ONLY THE LABOR PARTY CARES FOR ALL AUSTRALIANS
Paul Keating calls for longevity levy to supplement superannuation
Former PM says 2% or 3% of wages could go to a national insurance scheme to guarantee people over 80 income and care
Paul Keating says Australia needs a new government insurance scheme
for people aged over 80, which would guarantee elderly people income
support, aged care and aged accommodation for the remainder of their
lives.
The former prime minister told the ABC’s Lateline
program the insurance scheme was necessary because superannuation
savings were insufficient to sustain people living well into their 90s.
The growing cohort of people aged between 80 and 100 required a new
phase of policy thinking about retirement incomes.
He said a national insurance scheme should be funded by taxpayers through a “longevity levy of a kind – 2 or 3% of wages”.
Keating,
who crafted the superannuation system, argued its adequacy needed to be
addressed, and that meant super guarantee contributions needed to
increase from 9% to 12% quickly.
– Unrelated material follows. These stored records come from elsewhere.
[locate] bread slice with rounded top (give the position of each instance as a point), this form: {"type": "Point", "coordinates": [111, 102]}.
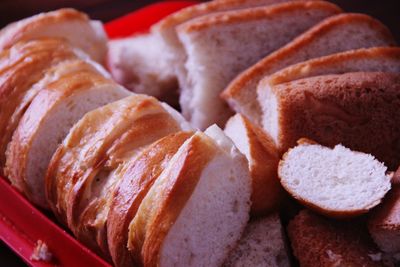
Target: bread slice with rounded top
{"type": "Point", "coordinates": [182, 221]}
{"type": "Point", "coordinates": [74, 89]}
{"type": "Point", "coordinates": [335, 34]}
{"type": "Point", "coordinates": [384, 224]}
{"type": "Point", "coordinates": [235, 40]}
{"type": "Point", "coordinates": [317, 241]}
{"type": "Point", "coordinates": [85, 168]}
{"type": "Point", "coordinates": [21, 67]}
{"type": "Point", "coordinates": [263, 158]}
{"type": "Point", "coordinates": [138, 63]}
{"type": "Point", "coordinates": [336, 182]}
{"type": "Point", "coordinates": [262, 244]}
{"type": "Point", "coordinates": [137, 177]}
{"type": "Point", "coordinates": [66, 23]}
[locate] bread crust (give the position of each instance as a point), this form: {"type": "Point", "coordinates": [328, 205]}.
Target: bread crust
{"type": "Point", "coordinates": [242, 90]}
{"type": "Point", "coordinates": [84, 77]}
{"type": "Point", "coordinates": [225, 18]}
{"type": "Point", "coordinates": [161, 207]}
{"type": "Point", "coordinates": [358, 110]}
{"type": "Point", "coordinates": [136, 181]}
{"type": "Point", "coordinates": [18, 75]}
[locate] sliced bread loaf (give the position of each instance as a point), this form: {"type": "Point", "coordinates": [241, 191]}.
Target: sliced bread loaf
{"type": "Point", "coordinates": [336, 34]}
{"type": "Point", "coordinates": [139, 64]}
{"type": "Point", "coordinates": [335, 182]}
{"type": "Point", "coordinates": [66, 23]}
{"type": "Point", "coordinates": [262, 244]}
{"type": "Point", "coordinates": [263, 158]}
{"type": "Point", "coordinates": [137, 177]}
{"type": "Point", "coordinates": [384, 224]}
{"type": "Point", "coordinates": [317, 241]}
{"type": "Point", "coordinates": [21, 67]}
{"type": "Point", "coordinates": [359, 110]}
{"type": "Point", "coordinates": [219, 46]}
{"type": "Point", "coordinates": [74, 89]}
{"type": "Point", "coordinates": [197, 208]}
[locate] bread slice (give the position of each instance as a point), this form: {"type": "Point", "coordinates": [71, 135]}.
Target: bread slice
{"type": "Point", "coordinates": [262, 244]}
{"type": "Point", "coordinates": [137, 177]}
{"type": "Point", "coordinates": [139, 64]}
{"type": "Point", "coordinates": [85, 168]}
{"type": "Point", "coordinates": [183, 220]}
{"type": "Point", "coordinates": [358, 110]}
{"type": "Point", "coordinates": [317, 241]}
{"type": "Point", "coordinates": [384, 59]}
{"type": "Point", "coordinates": [336, 182]}
{"type": "Point", "coordinates": [335, 34]}
{"type": "Point", "coordinates": [66, 23]}
{"type": "Point", "coordinates": [384, 224]}
{"type": "Point", "coordinates": [76, 88]}
{"type": "Point", "coordinates": [263, 158]}
{"type": "Point", "coordinates": [219, 46]}
{"type": "Point", "coordinates": [174, 55]}
{"type": "Point", "coordinates": [18, 75]}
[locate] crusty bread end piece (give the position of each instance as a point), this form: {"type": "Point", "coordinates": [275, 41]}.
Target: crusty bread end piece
{"type": "Point", "coordinates": [336, 182]}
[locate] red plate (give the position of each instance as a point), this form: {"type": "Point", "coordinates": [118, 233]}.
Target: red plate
{"type": "Point", "coordinates": [22, 224]}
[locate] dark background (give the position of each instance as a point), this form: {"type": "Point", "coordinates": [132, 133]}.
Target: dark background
{"type": "Point", "coordinates": [388, 11]}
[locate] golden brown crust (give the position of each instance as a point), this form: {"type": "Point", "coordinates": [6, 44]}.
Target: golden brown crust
{"type": "Point", "coordinates": [301, 70]}
{"type": "Point", "coordinates": [236, 92]}
{"type": "Point", "coordinates": [18, 75]}
{"type": "Point", "coordinates": [317, 241]}
{"type": "Point", "coordinates": [137, 180]}
{"type": "Point", "coordinates": [13, 32]}
{"type": "Point", "coordinates": [162, 205]}
{"type": "Point", "coordinates": [225, 18]}
{"type": "Point", "coordinates": [358, 110]}
{"type": "Point", "coordinates": [82, 77]}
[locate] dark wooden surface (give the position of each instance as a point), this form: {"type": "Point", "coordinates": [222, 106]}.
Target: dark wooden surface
{"type": "Point", "coordinates": [388, 11]}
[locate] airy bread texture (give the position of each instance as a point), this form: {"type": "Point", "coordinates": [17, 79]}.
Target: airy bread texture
{"type": "Point", "coordinates": [137, 177]}
{"type": "Point", "coordinates": [74, 88]}
{"type": "Point", "coordinates": [335, 34]}
{"type": "Point", "coordinates": [263, 158]}
{"type": "Point", "coordinates": [98, 144]}
{"type": "Point", "coordinates": [317, 241]}
{"type": "Point", "coordinates": [335, 182]}
{"type": "Point", "coordinates": [21, 67]}
{"type": "Point", "coordinates": [384, 224]}
{"type": "Point", "coordinates": [182, 221]}
{"type": "Point", "coordinates": [262, 244]}
{"type": "Point", "coordinates": [235, 40]}
{"type": "Point", "coordinates": [66, 23]}
{"type": "Point", "coordinates": [139, 64]}
{"type": "Point", "coordinates": [359, 110]}
{"type": "Point", "coordinates": [175, 55]}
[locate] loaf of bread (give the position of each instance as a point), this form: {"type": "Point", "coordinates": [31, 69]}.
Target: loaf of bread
{"type": "Point", "coordinates": [67, 23]}
{"type": "Point", "coordinates": [19, 77]}
{"type": "Point", "coordinates": [336, 182]}
{"type": "Point", "coordinates": [317, 241]}
{"type": "Point", "coordinates": [235, 40]}
{"type": "Point", "coordinates": [359, 110]}
{"type": "Point", "coordinates": [68, 91]}
{"type": "Point", "coordinates": [263, 158]}
{"type": "Point", "coordinates": [262, 244]}
{"type": "Point", "coordinates": [335, 34]}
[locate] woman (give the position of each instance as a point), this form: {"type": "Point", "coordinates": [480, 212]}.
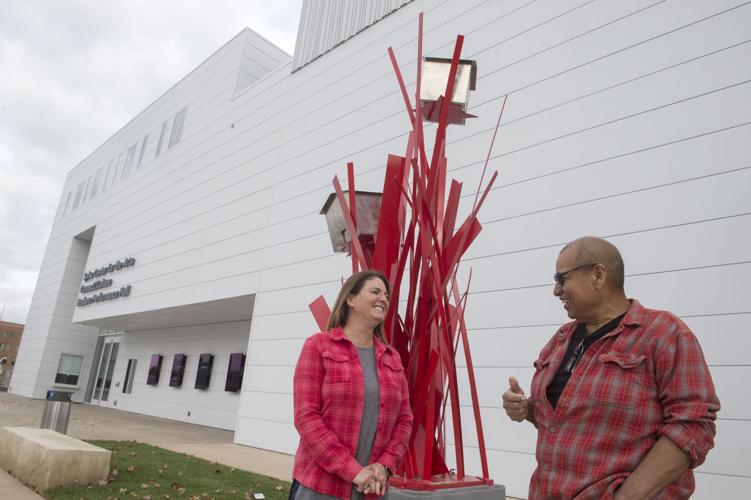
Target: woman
{"type": "Point", "coordinates": [351, 399]}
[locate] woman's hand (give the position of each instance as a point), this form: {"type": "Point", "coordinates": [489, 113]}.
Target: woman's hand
{"type": "Point", "coordinates": [371, 480]}
{"type": "Point", "coordinates": [364, 480]}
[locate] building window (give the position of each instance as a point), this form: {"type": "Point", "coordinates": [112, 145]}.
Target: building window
{"type": "Point", "coordinates": [177, 127]}
{"type": "Point", "coordinates": [67, 202]}
{"type": "Point", "coordinates": [69, 369]}
{"type": "Point", "coordinates": [79, 193]}
{"type": "Point", "coordinates": [129, 160]}
{"type": "Point", "coordinates": [97, 182]}
{"type": "Point", "coordinates": [129, 374]}
{"type": "Point", "coordinates": [161, 139]}
{"type": "Point", "coordinates": [143, 148]}
{"type": "Point", "coordinates": [86, 190]}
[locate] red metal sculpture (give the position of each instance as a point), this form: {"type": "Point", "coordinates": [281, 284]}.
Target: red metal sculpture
{"type": "Point", "coordinates": [418, 247]}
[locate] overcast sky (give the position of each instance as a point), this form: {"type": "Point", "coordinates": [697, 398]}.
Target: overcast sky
{"type": "Point", "coordinates": [72, 72]}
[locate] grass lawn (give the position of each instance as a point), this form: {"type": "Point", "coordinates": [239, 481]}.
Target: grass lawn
{"type": "Point", "coordinates": [150, 473]}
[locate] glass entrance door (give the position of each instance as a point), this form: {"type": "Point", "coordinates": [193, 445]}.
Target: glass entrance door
{"type": "Point", "coordinates": [104, 367]}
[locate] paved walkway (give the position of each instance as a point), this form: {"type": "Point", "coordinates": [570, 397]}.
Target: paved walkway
{"type": "Point", "coordinates": [94, 422]}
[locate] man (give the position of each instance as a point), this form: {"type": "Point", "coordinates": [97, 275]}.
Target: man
{"type": "Point", "coordinates": [621, 397]}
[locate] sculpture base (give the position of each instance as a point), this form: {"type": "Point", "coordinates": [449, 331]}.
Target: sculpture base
{"type": "Point", "coordinates": [490, 492]}
{"type": "Point", "coordinates": [446, 486]}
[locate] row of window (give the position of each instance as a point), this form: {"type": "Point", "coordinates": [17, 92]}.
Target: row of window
{"type": "Point", "coordinates": [122, 165]}
{"type": "Point", "coordinates": [69, 369]}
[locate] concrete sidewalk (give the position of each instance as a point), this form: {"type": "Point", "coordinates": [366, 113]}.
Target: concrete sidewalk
{"type": "Point", "coordinates": [94, 422]}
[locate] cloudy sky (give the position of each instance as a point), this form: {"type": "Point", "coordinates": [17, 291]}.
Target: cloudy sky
{"type": "Point", "coordinates": [73, 72]}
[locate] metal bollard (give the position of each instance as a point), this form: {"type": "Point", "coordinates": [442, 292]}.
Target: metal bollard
{"type": "Point", "coordinates": [56, 411]}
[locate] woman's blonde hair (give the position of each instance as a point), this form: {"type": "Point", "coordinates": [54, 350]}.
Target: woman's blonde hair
{"type": "Point", "coordinates": [352, 286]}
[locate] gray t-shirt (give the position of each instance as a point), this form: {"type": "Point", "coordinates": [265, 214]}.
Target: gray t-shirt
{"type": "Point", "coordinates": [368, 425]}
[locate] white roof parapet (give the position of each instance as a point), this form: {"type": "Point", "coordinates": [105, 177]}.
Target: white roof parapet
{"type": "Point", "coordinates": [324, 24]}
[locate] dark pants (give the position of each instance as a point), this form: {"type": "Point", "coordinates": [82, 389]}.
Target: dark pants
{"type": "Point", "coordinates": [293, 489]}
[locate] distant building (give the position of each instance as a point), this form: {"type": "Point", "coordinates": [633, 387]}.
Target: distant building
{"type": "Point", "coordinates": [191, 238]}
{"type": "Point", "coordinates": [10, 339]}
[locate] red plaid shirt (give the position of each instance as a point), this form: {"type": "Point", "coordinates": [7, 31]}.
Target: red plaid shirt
{"type": "Point", "coordinates": [645, 379]}
{"type": "Point", "coordinates": [329, 399]}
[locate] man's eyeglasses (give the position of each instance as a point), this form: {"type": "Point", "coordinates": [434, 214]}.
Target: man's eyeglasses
{"type": "Point", "coordinates": [561, 278]}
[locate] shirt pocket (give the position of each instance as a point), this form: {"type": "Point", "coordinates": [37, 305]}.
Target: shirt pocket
{"type": "Point", "coordinates": [621, 379]}
{"type": "Point", "coordinates": [336, 367]}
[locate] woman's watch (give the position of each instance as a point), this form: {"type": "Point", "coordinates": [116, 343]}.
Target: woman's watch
{"type": "Point", "coordinates": [388, 471]}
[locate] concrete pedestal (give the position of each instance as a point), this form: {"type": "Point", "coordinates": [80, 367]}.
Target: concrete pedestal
{"type": "Point", "coordinates": [42, 458]}
{"type": "Point", "coordinates": [493, 492]}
The government also had to move more
people off dependence on the aged pension.
But he said inexorable
demographic change required more than just these measures, it required
something more fundamental – it required “superannuation mark two”.
“For
people on an ordinary income all their lives – having 80, 100, 120 or
$200,000 or more in a lump sum gives them that little bit of comfort in
retirement that there’s something to rely on, something to get them out
of trouble if they get really sick, support their kids if they have to –
all the things that they do,” Keating told the ABC.
“But we can’t
try and pretend that like a piece of Indian rubber – we can stretch the
accumulation from [age] 65 to 95,” he said.
“There’s not enough
of it now, and it can't go for 30 years, so we have to have, I believe, a
commonwealth insurance scheme for the 80 to 100s with a calibrated
precise product which guarantees people income support, aged care and
aged accommodation.”
“It's a classic model for an insurance
scheme, but it's got to be done in the 80 to 100 cohort while we
continue to build [superannuation] accumulations between 60 and 80.”
Keating
said it needed to be a government scheme because “no commercial insurer
can insure across generations and no insurer can pool this like the
commonwealth”.
He was dismissive of concerns from welfare groups
that tax concessions for superannuation are too generous, entrenching
inequities. When you look across a range of measures – “transfer
payments, family assistance, support for kids at school and the rest,
we've got a much more even society in Australia than say the United
States, than Great Britain or any of these countries – so these sort of
mealy-mouthed claims by the welfare lobby about superannuation are
fundamentally false”.
Keating also gave the Treasury a belt for
being antagonistic “to every tax expenditure that exists including
superannuation. The Treasury is a great department but has not a
scintilla of imagination.”
He contended if there weren’t generous
concessions for super, people would chase concessions elsewhere: “They
would negatively gear a house, buy shares in Westpac or BHP or the
Commonwealth Bank and doing tax-preferred thing.”
He said Treasury
had massively overestimated and overinflated the cost of superannuation
in terms of forgone revenue because of its philosophical antagonism
towards the tax concessions. “I mean, look, if I was still around I
would have massacred them for this,” he said. “Massacred them.”
Of the budget task ahead for the Coalition, Keating said the government should focus on delivering structural reform.
“One
of the first things Bob Hawke and I did in 1984 was to put an assets
test on the pension to sit beside the income test. In those days the
pension was only income-tested, you could have a house worth $3m or 5m
and you still got a full pension, so we put an assets test,” he said.
“It's
those kind of structural changes which produce a medium-term change in
the budget trajectory and that's what is needed now – that is, we're not
going to remedy this in 12 months, we're going to remedy it over time.”
He
said governments should focus on structural reform which induced
behavioural change “to change the spending side of the budget” and then
rely on economic growth to boost revenue collection while the government
reduced outlays.
Keating was cool on notions such as extending the GST.
“You can't build a society where the low- to middle-income people carry the greater burden of the tax system,” he said.